For those with a preference for action, virtual meetings can have the potential to feel stagnating.  These participants rely on their somatic energy or ‘room presence’ in a group to keep things moving. However, in a virtual room somatic energy doesn’t transmit the same way. Watching someone speak non-stop for several minutes feels tiring and leaders that rely on more of a teaching style will feel and be less effective. Meetings that include practical exercises and learning by doing can become more inclusive and more detailed in a virtual space. 

Ways of Working:

  • Keep energy going with a well-planned agenda: avoid energy-killing pauses with too many open-ended or general questions.
  • Limit lecture-style presentations to 20 minutes.
  • Gather answers and action points on virtual meeting tools: use virtual whiteboards.
  • Workshop solutions in real time in smaller groups: use breakout rooms or fish bowls.
  • Manage time-keeping with countdowns.

 

Participants Orienting from the ‘Relationships’ Quadrant

For these participants, a virtual room can be a vessel that allows for the type of relation long desired in live meetings. A well-structured virtual meeting can be an equalizer. It can close power distance because there is no ‘right’ table or seat to take: everyone takes up the same space.

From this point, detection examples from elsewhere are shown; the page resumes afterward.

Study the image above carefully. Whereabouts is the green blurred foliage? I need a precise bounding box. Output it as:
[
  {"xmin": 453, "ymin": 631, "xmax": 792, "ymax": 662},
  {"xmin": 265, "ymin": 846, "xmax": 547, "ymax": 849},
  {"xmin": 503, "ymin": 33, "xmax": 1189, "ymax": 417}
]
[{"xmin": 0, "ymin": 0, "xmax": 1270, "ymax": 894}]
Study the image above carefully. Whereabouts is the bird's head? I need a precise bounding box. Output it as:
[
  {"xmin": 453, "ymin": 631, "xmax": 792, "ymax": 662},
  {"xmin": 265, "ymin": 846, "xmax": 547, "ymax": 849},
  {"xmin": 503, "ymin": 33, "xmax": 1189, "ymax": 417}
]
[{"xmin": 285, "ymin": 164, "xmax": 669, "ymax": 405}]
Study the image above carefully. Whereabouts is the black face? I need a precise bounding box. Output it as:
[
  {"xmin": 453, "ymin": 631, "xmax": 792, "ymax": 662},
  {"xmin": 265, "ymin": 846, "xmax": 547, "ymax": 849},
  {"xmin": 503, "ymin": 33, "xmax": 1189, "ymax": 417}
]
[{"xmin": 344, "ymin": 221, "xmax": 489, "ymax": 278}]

Well-structured virtual meetings foster equal participation and can allow for expressions of individuality. Biases of proximity are taken away. There can be a richer experience of a team really being together.

Ways of Working:

  • Get to know each other by encouraging sharing of experiences. 
  • Create community with co-creative projects on communal whiteboards.
  • Create more intimacy in 5-minute break-out sessions: quick shares of 3 people.
  • Create longer team exercises with small teams of no more than 6 people.
  • Leaders can draw out introverts by calling on them.

 

Participants Orienting from the ‘Structures’ Quadrant

Some may think that virtual meetings only support a conversation of talking heads. But a well-designed virtual meeting can make working more efficient: an opportunity to build a process, review milestones and bring greater rigour to the task of developing a process or system.

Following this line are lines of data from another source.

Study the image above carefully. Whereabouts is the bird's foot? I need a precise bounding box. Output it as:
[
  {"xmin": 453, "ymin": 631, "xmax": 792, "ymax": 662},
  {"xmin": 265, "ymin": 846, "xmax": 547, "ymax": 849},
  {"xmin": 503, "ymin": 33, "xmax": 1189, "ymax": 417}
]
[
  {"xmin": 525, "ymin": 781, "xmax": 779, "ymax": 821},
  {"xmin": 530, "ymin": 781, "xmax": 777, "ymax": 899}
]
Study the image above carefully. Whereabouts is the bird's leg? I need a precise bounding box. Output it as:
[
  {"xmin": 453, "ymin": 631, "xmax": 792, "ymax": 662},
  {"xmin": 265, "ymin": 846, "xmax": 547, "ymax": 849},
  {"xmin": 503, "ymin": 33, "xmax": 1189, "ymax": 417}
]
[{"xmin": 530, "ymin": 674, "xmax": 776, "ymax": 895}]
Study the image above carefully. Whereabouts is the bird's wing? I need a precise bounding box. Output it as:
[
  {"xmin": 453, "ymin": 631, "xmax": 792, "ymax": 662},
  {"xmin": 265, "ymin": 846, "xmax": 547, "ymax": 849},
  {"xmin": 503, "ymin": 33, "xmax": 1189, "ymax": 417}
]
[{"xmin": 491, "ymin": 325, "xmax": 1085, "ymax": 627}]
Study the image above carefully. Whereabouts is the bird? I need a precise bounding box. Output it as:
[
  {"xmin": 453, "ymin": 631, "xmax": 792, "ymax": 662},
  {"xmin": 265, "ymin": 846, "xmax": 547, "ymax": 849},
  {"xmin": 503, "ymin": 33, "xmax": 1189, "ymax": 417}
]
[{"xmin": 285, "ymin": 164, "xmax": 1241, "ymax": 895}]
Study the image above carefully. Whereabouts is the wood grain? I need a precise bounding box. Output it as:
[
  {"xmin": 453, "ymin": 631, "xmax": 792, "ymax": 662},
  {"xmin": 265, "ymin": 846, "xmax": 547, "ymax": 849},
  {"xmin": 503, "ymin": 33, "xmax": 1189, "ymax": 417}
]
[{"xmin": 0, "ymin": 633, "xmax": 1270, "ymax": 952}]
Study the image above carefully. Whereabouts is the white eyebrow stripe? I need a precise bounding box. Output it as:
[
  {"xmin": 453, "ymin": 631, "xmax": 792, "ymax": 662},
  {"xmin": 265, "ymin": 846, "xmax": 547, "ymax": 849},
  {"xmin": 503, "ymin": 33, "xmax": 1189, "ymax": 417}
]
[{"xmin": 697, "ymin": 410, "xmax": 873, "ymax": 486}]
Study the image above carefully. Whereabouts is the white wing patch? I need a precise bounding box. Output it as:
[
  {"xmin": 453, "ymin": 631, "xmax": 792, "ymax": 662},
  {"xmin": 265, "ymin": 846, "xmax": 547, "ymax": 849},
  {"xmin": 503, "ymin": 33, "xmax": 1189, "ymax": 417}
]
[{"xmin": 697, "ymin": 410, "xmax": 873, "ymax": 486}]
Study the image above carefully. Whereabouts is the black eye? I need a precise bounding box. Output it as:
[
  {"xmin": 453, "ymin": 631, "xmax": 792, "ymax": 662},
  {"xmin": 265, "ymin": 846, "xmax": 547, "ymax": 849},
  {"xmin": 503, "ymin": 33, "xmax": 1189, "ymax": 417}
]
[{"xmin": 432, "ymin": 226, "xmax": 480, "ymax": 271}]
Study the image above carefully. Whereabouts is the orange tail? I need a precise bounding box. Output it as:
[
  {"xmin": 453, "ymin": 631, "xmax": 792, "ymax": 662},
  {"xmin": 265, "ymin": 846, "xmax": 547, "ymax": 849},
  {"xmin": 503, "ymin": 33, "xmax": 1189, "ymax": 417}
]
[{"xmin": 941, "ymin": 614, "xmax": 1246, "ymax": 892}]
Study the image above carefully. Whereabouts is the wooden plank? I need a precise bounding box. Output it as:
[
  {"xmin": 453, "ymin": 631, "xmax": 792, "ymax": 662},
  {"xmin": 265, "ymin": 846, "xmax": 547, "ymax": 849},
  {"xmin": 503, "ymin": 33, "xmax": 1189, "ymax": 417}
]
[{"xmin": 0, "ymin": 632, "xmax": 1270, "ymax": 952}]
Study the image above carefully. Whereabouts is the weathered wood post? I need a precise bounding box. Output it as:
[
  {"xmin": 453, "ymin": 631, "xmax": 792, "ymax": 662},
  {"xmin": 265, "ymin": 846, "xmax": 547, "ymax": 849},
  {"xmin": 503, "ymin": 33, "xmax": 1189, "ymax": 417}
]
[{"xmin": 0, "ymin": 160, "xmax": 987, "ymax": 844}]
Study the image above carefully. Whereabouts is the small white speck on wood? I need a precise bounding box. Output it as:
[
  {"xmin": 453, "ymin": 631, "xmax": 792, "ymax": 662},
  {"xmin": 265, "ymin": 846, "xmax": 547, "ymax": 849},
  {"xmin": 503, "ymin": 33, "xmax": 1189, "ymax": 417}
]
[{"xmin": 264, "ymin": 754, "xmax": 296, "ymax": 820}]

Virtual space tends to be less spontaneous: technology manages time better than humans. Because everyone has the same tools (and hopefully access to the same technology), everyone has the same ability to contribute. Participant inputs can be systemized and managed well. Progress charts and scorecards can be easily reviewed, and updates can be gathered and noted for all to see easily.

Ways of Working:

  • The work flow can follow a precise agenda, managed by the host.
  • Using only one shared screen at a time ensuring focus on the task on the agenda.
  • Project management charts can be reviewed and updated as a team.
  • Virtual tools allow participants to see multiple inputs, prioritize them, and assign value.
  • Agendas are shared in advance and sessions are prepared to the minute.

 

The pandemic has shown that with access to the right technology many of the meeting and conferences once requiring in-person attendance are actually possible virtually. We should see this as an on-going opportunity: not only to reduce the world’s carbon footprint, but also to experience what virtual meetings uniquely make possible.

We will continue to adapt to the new normal, and some of our newest lessons may inform an even better, more collaborative future. And finally, in-person meetings might change forever as well: as they are becoming more rare and special, we might just be motivated to not waste a minute of it.